Windows Vista製品版が登場

ショップで買えない「Windows Vista Enterprise」の価値とは

2006/11/21

 マイクロソフトは11月21日説明会を開き、「Windows Vista」の製品版を公開した。説明会では新しい起動音などを披露。導入支援の施策も相次ぎ発表した。

 変更が加えられたインターフェイスなども紹介し、Windows Vistaの主要機能を説明した。マイクロソフトのWindows本部 本部長 ジェイ・ジェイミソン(Jay Jamison)氏は「ハイクオリティな製品になった。非常に自信がある」と語った。

vista01.jpg マイクロソフトのWindows本部 本部長 ジェイ・ジェイミソン氏

 同日発表した支援策は「Windows Vista対応支援センター」の設立と「Windows Vista Enterprise アップグレードキャンペーン」の開始。支援センターはWindows Vista向けにアプリケーションやデバイスを開発するパートナーや、企業内の開発者、エンドユーザー向けの施策。ポータルサイトを12月1日に開設し、Windows Vistaの互換性についての情報を集約する。「開発者はこのポータルサイトに来れば、必要な情報はすべて手に入る」(マイクロソフトのWindows本部 ビジネスWindows製品部 マネージャ 中川哲氏)ことを目指す。

 ポータルを通じてアプリケーションがWindows Vistaで動作するかを調べられるツール「Application Compatibility Toolkit」を来年1月に配布予定。同ツールはアプリケーションのインベントリを取得し、APIのエラーログを基にマイクロソフトのデータベースに照会。必要な場合、アプリケーションの修正方法が案内される。ツールは現在、英語版で配布中。1月には日本語版が用意される。

 開発者向けにはほかに互換性情報を集めたサイトやトレーニングもポータルで案内する。エンドユーザー向けには、自分のPCでWindows Vistaのどのエディションが利用可能かを調べることができる「Windows Vista Upgrade Advisor」を1月に提供する。

 アップグレードキャンペーンは、企業ユーザーを対象に、Windows XP Professionalを「Windows Vista Enterprise」にアップグレード可能な「ソフトウェアアシュアランス」を通常価格の33%引きで販売する内容。Windows Vista Enterpriseはハードディスクドライブを暗号化する「BitLocker」など企業向けの高度な機能が使えるエディションで、ソフトウェアアシュアランスを契約しているユーザーだけが使える。ジェイミソン氏は「多くの企業はWindows Vista Enterpriseを使う」と見ている。

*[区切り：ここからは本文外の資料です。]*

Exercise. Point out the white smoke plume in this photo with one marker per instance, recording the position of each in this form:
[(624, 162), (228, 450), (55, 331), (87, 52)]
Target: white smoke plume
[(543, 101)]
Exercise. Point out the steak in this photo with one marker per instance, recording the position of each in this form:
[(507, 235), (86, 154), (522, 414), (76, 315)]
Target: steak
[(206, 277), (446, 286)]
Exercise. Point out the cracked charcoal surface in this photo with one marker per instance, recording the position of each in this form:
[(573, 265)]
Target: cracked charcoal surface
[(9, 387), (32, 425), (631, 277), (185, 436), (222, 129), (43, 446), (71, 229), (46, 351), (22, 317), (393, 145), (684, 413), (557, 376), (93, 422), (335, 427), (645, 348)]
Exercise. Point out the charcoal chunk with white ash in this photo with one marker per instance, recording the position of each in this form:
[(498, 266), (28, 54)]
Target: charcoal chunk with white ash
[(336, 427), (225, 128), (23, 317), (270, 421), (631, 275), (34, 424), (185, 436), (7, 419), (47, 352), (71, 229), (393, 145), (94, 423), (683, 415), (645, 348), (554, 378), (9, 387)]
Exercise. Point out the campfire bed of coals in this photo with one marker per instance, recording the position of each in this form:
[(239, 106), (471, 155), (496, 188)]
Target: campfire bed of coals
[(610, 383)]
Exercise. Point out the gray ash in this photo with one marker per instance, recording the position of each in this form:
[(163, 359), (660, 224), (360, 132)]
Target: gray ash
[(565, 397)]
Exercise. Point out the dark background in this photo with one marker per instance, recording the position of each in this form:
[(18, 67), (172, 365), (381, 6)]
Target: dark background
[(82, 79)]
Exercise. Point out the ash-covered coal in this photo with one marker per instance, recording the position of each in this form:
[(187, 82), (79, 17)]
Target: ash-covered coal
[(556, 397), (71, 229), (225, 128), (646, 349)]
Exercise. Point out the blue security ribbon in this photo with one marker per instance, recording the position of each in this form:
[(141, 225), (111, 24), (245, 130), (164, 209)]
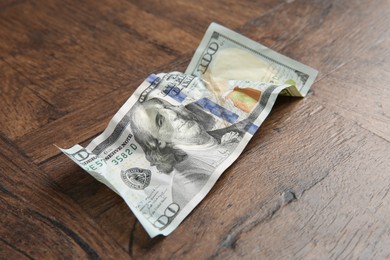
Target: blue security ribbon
[(217, 110)]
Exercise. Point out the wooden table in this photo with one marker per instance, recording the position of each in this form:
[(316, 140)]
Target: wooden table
[(313, 182)]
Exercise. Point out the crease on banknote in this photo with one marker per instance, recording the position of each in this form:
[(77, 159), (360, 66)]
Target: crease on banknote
[(169, 143)]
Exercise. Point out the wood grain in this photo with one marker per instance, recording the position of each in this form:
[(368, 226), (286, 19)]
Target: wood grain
[(312, 183)]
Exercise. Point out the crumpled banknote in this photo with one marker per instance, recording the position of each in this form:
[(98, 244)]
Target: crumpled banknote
[(178, 132)]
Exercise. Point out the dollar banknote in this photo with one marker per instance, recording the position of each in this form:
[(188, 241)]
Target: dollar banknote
[(224, 55), (169, 143)]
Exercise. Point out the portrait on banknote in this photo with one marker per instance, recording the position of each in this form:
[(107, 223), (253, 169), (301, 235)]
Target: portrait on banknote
[(182, 141)]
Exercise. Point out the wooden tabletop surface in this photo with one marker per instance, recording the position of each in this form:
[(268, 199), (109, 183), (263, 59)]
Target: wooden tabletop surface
[(313, 182)]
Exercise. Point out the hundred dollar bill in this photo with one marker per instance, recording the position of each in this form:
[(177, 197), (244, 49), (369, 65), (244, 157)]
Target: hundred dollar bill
[(169, 143), (224, 54)]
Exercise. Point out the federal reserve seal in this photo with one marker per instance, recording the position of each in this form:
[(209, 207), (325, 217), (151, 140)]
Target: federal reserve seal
[(136, 178)]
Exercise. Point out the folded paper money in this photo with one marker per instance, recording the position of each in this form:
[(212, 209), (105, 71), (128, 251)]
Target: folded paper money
[(167, 146)]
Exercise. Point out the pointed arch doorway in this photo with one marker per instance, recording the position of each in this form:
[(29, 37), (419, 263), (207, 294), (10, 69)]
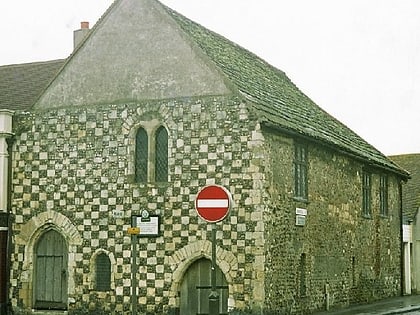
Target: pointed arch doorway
[(196, 287), (50, 277)]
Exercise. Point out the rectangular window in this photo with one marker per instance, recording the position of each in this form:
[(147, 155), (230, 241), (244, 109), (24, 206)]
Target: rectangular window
[(302, 275), (383, 195), (367, 194), (301, 171)]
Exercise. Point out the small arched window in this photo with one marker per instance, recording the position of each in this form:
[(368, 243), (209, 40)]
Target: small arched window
[(161, 151), (142, 153), (103, 272)]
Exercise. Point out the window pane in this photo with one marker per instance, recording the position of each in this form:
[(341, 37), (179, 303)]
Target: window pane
[(103, 273), (141, 156), (161, 166)]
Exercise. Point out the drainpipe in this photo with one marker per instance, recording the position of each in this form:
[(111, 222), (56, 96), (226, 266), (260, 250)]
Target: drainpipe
[(5, 133)]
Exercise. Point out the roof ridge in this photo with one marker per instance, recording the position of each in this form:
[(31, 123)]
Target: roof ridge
[(14, 65), (277, 98)]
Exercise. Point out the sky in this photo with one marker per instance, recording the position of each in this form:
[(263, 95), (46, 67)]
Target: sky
[(359, 60)]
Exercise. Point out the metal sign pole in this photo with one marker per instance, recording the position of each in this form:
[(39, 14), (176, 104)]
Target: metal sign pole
[(214, 295)]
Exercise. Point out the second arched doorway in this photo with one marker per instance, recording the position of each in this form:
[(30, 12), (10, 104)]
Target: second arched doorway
[(196, 288)]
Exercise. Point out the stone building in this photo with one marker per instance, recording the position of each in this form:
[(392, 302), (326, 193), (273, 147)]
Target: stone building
[(411, 231), (150, 108)]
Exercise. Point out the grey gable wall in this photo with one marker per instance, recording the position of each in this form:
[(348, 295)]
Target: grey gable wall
[(135, 52)]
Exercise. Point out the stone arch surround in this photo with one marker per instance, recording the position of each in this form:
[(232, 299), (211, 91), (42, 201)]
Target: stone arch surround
[(28, 237), (182, 259)]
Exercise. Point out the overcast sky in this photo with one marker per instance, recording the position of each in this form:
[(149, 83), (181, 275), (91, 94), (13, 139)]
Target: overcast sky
[(357, 59)]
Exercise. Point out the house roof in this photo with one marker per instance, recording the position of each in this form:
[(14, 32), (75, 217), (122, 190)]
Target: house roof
[(22, 84), (150, 51), (411, 189)]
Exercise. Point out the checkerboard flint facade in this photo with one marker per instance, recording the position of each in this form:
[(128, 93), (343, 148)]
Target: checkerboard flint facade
[(231, 120)]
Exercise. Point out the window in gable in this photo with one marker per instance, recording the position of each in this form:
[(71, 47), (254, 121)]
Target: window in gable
[(301, 171), (103, 273), (383, 195), (367, 195), (161, 152), (141, 156)]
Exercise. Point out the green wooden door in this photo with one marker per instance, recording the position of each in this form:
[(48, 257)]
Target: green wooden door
[(50, 283), (196, 288)]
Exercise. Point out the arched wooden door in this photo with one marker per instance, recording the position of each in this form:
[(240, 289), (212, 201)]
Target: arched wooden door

 アップグレードキャンペーンはWindows Vista Enterpriseを使って、ソフトウェアアシュアランスの拡大を図る狙いが強い。ジェイミソン氏自身が「いまのところ、ソフトウェアアシュアランスはそれほど普及していない」として「このプロモーションは実際はソフトウェアアシュアランスの認知度を高めるためのもの」と話す。ソフトウェアアシュアランスは、契約期間中に発売される製品のアップグレードが追加料金なしで行えるプログラム。

 アップグレードキャンペーンは2007年1月1日から3月31日までの期間中に、Windows XP Professionalを搭載したPCを購入した企業ユーザーが対象。ボリュームライセンスプログラムのOpen Licenseか、Open Valueのソフトウェアアシュアランスが通常の33%引き(Open Licenseは2年間の契約金に対して33%引き、Open Valueは3年間の契約金に対して33%引き)で提供される。